Specify the parameter hadoop jar / home/hadoop/tv/tv.jar MediaIndex-Dmapreduce.compress.map.output=true-Dmapreduce.map.output.compression.codec=org.apache.hadoop.io.compress.SnappyCodec / tvdata / media when the program is running

B) use reasonable compression algorithms (cpu and disk) cpu: if it is the bottleneck of cpu, you can replace the fast compression algorithm disk: if it is the bottleneck of the disk, you can replace the compression algorithm with high compression strength. In general, we use snappy compression to balance lzo.

4. Avoid in hdfs file system, a large number of small files exist in 5. According to the specific situation, use Combiner on the Map node to reduce the output.

6. Reuse Writable types

For example, declare an object Text word = new Text (); map (), reuse in the reduce () method

7. Adjust the parallelism of task according to the specific conditions of cluster nodes

Set the maximum number of map and reduce tasks:

Mapreduce.tasktracker.map.tasks.maximum

Mapreduce.tasktracker.reduce.tasks.maximum

Profile mapred-default.xml:

Set the map and reduce memory size for a single task:

Mapreduce.map.memory.mb 1G default

Mapreduce.reduce.memory.mb 1G default

8. For effective monitoring methods (using nmon, ganglia will be deployed to collect various metrics, analyze metrics to find bottlenecks, and then specify measures) hardware-level performance tuning:

The rack is separated and the nodes are placed evenly.

Performance tuning at the operating system level:

Multiple network cards: bind multiple network cards to do load balancing or active / standby

Disk: multiple disks are mounted to different directories. Disks that store data for calculation should not be raid.

Cluster planning:

Cluster node memory allocation:

For example, a data node, if task parallelism is 8 DataNode (2x4G) + NodeManager (2G) + Zookeeper (4G) + 1G (default size of a single task) * 8=16G~18G

Cluster size: if 1T of data per day is saved for one month, it is common for enterprises to keep data for 7 days and 15 days per node if the hard disk of each node is 2T 1T*3 (replica) * 30 (days) = 90T (replica) 2T * (60cm 70%) nautical 60 nodes. If the data is more important, one month.

These are all the contents of the article "how to tune the performance at the hadoop level". Thank you for reading! I believe we all have a certain understanding, hope to share the content to help you, if you want to learn more knowledge, welcome to follow the industry information channel!

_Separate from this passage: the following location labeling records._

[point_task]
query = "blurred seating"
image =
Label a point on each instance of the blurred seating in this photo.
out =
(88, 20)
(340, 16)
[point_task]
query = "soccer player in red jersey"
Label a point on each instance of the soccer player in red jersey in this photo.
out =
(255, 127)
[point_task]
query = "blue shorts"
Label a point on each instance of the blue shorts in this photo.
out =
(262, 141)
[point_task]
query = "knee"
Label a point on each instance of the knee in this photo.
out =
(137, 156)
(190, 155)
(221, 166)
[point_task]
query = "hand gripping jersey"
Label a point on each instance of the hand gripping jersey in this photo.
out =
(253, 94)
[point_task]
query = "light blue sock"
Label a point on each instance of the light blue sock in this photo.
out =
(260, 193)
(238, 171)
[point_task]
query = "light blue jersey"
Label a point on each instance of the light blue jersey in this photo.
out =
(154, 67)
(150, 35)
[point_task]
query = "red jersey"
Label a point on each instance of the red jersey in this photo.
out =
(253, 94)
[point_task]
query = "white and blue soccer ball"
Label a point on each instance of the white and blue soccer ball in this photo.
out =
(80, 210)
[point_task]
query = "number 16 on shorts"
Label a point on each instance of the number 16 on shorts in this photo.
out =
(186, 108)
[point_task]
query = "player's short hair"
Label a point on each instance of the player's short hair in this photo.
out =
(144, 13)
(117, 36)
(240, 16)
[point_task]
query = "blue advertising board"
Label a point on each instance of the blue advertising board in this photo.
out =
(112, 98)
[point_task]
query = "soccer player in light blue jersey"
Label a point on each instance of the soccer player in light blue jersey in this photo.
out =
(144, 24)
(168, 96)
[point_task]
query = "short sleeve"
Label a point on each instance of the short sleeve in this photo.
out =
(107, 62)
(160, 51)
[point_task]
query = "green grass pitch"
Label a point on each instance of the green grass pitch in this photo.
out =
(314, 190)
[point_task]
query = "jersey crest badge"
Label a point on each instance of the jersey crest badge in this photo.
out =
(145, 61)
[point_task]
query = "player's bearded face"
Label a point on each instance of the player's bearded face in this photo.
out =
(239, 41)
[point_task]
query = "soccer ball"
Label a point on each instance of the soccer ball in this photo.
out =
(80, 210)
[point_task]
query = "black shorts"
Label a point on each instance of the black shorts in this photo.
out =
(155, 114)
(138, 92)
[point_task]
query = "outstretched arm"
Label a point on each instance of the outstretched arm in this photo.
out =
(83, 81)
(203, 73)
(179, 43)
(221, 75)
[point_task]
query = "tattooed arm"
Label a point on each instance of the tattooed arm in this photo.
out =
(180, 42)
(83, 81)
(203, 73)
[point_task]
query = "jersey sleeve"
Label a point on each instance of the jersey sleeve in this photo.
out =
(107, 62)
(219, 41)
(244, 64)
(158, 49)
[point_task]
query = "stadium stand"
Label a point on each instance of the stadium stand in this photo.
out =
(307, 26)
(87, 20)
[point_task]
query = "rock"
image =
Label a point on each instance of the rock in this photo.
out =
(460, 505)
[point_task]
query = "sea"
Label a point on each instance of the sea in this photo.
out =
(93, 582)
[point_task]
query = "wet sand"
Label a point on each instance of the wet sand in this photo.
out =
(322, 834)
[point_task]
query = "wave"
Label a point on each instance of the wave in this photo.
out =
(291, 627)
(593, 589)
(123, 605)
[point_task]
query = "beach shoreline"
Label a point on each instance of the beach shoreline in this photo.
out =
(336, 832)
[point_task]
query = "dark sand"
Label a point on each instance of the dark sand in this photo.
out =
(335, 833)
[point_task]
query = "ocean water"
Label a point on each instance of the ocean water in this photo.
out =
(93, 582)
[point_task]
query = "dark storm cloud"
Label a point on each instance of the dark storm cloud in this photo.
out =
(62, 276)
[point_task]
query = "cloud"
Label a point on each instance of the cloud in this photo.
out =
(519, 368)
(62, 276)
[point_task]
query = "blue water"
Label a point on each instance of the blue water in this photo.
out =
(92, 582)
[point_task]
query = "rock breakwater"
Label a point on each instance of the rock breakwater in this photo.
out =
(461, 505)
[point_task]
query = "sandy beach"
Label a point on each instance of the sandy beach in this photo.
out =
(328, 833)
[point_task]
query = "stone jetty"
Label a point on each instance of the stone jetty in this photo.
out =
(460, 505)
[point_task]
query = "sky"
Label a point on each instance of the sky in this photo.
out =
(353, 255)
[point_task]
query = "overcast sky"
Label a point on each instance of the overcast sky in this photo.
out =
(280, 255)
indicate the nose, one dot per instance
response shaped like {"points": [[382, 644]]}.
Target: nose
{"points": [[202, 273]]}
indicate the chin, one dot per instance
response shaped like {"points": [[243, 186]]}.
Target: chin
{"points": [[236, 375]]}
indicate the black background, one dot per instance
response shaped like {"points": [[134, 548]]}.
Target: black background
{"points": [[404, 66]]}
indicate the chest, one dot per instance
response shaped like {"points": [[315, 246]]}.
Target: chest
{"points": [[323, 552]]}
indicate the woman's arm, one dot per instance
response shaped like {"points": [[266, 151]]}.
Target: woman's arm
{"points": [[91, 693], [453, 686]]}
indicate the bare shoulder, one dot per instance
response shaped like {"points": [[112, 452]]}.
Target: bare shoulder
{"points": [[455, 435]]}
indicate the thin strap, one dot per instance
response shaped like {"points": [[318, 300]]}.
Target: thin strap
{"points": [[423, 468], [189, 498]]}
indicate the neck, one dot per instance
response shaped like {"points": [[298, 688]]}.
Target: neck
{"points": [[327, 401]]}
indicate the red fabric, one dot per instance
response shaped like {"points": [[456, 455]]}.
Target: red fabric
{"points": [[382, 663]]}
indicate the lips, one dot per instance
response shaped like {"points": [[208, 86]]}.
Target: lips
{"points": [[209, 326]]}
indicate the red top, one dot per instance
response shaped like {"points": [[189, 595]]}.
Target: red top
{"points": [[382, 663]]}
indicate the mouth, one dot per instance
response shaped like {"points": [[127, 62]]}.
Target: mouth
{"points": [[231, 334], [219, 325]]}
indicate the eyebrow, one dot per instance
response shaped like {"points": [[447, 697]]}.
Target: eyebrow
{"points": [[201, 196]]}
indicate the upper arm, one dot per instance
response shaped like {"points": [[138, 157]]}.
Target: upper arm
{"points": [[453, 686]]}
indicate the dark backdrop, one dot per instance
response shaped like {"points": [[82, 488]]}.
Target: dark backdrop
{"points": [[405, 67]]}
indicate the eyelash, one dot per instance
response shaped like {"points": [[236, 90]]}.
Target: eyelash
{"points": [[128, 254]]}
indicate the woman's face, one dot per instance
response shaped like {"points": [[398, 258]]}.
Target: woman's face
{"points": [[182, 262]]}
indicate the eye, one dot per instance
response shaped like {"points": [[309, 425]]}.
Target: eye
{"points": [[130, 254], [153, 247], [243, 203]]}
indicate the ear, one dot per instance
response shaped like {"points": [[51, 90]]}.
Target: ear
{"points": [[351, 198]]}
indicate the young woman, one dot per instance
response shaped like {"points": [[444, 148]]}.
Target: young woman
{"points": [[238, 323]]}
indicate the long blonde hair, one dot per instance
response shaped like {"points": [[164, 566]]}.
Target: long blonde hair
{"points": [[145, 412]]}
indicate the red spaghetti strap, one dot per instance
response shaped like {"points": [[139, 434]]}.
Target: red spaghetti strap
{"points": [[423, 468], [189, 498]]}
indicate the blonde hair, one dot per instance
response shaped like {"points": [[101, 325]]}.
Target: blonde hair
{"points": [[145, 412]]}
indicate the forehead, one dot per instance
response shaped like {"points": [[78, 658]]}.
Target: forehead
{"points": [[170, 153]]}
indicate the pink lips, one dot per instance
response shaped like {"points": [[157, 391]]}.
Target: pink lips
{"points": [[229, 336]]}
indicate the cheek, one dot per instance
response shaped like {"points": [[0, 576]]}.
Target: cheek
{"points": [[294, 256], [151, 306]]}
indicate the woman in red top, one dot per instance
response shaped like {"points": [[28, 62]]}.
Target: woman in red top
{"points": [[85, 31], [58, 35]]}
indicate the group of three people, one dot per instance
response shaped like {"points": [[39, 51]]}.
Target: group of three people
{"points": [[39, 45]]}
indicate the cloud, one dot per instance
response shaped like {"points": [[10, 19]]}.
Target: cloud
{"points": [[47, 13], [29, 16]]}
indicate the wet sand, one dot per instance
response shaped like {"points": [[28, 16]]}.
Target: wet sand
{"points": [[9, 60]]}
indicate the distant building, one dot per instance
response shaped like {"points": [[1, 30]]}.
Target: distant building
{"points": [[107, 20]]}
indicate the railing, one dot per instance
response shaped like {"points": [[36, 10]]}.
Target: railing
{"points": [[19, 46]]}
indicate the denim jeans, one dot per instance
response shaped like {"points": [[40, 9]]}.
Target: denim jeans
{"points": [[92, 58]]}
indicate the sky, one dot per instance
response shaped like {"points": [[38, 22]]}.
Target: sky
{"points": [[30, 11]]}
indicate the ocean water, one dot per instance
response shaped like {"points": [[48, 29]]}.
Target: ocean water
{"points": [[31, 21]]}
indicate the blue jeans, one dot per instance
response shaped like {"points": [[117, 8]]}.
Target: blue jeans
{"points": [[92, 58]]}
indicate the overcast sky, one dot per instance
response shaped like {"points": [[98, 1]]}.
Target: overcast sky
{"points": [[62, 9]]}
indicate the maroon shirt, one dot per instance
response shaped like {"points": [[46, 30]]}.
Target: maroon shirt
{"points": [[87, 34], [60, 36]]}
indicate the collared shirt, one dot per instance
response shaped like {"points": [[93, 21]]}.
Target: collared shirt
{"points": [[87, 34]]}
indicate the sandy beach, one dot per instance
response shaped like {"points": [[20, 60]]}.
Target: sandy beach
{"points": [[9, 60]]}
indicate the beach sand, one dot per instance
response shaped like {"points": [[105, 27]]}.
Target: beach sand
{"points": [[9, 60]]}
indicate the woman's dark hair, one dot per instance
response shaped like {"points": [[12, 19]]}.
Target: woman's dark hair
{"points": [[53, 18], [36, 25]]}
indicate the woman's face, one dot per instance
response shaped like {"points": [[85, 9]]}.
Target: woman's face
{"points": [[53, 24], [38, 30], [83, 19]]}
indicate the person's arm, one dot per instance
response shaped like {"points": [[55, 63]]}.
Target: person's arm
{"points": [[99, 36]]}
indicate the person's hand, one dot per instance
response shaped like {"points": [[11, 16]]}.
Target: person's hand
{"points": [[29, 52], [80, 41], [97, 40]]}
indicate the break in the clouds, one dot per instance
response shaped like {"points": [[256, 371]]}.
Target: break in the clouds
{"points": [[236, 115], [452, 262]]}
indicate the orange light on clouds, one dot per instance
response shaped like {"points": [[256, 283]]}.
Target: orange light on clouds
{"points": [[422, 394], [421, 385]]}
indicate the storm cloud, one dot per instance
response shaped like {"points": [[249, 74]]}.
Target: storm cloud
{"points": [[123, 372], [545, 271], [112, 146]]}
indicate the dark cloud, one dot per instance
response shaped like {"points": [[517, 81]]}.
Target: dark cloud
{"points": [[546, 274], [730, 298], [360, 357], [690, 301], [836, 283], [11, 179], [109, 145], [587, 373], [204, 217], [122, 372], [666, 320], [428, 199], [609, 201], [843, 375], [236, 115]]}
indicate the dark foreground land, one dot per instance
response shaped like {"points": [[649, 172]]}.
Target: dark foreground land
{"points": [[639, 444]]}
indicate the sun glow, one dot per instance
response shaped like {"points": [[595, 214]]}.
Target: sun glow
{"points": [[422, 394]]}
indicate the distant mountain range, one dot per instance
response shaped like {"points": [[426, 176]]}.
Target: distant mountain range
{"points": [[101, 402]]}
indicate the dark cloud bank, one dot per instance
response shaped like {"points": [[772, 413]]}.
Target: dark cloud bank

Welcome to subscribe "Shulou Technology Information " to get latest news, interesting things and hot topics in the IT industry, and controls the hottest and latest Internet news, technology news and IT industry trends.

*The comments in the above article only represent the author's personal views and do not represent the views and positions of this website. If you have more insights, please feel free to contribute and share.